Auch die  Präsidentenwahl des Hauptvereins am 25. Januar hat er im Kopf. Da geht es um die Wiederwahl von Klubchef Peter Fischer und indirekt auch um die Weichenstellung für die ausgegliederte Fußball-AG. Es ist kein Geheimnis, dass einige Geldgeber ihr Engagement an eine erneute Amtszeit Fischers knüpfen. Trapp hat eine klare Meinung zum Wahlsonntag in acht Tagen, er wirbt für den amtierenden Präses. „Peter Fischer ist enorm wichtig für den Verein und für das Umfeld“, sagt er. „Die Wahl ist entscheidend für Peter Fischer.“

Trapp ist von der Marke Eintracht überzeugt: „Es ist ein Klub mit viele Potenzial. In der Eintracht stecken viele Möglichkeiten – man muss sie nur wecken.“ Er kennt die einflussreichen Geschäftsleute, die bereit wären, die Eintracht auch finanziell zu unterstützen. 
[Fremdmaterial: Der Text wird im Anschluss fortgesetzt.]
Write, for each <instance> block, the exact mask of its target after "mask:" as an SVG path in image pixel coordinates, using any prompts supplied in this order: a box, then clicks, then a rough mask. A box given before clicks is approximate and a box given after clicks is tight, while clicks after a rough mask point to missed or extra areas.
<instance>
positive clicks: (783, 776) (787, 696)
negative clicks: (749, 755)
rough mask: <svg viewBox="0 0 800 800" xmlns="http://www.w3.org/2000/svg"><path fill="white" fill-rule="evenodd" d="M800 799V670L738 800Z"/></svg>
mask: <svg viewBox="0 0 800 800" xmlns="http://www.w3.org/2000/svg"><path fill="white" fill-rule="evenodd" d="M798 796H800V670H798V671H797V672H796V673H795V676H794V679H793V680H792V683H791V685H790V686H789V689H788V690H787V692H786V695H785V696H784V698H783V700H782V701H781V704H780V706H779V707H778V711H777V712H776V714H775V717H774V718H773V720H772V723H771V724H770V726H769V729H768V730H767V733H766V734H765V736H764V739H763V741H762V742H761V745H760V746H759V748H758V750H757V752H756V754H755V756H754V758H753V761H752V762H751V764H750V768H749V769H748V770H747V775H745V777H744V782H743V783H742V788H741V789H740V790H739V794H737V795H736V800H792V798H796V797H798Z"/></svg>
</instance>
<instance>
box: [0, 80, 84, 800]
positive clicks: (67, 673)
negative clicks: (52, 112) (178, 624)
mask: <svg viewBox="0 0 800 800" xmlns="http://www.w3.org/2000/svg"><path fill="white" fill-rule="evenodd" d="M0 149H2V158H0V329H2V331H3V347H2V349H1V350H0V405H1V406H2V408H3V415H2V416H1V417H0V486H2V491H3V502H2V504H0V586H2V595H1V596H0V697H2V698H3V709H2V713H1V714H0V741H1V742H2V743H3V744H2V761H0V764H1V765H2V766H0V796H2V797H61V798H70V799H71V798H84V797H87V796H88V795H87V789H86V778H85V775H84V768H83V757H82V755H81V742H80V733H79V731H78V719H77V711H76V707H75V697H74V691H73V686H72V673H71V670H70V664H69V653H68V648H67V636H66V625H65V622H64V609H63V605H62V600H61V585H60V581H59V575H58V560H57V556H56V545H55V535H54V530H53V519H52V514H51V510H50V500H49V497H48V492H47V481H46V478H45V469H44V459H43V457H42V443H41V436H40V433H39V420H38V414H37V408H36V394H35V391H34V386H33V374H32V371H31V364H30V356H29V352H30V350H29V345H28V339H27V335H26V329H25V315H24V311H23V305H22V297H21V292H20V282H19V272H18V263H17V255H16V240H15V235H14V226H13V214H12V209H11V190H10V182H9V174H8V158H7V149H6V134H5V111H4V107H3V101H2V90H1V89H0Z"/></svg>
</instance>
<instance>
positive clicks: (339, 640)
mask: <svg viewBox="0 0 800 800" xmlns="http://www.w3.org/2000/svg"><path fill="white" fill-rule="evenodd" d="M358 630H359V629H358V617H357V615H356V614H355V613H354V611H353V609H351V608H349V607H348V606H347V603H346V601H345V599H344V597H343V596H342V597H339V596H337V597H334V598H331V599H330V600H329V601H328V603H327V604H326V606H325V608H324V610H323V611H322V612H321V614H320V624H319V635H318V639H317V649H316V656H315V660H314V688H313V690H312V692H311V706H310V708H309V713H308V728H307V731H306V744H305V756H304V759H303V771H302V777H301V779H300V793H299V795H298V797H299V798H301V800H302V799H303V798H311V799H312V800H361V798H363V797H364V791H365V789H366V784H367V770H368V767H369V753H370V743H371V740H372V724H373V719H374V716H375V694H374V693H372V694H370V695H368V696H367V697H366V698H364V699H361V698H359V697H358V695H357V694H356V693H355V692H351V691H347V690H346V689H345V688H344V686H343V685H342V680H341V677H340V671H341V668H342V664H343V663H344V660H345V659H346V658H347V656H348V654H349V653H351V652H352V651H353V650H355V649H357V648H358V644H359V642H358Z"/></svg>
Dessen ungeachtet würde ein guter Start in die Rückrunde, seine Entscheidung womöglich beschleunigen können. „Es wäre nicht schlecht, wenn wir da Punkte holen.“ Gerade der Englischen Woche zu Beginn mit den Partien in Freiburg, gegen Wolfsburg und in Augsburg komme eine wichtige Bedeutung zu. „Diese Spiele sind schon richtungsweisend, danach weiß man vielleicht, wohin der Weg gehen wird.“ Und vielleicht auch, welchen Pfad der Torwächter beschreiten wird.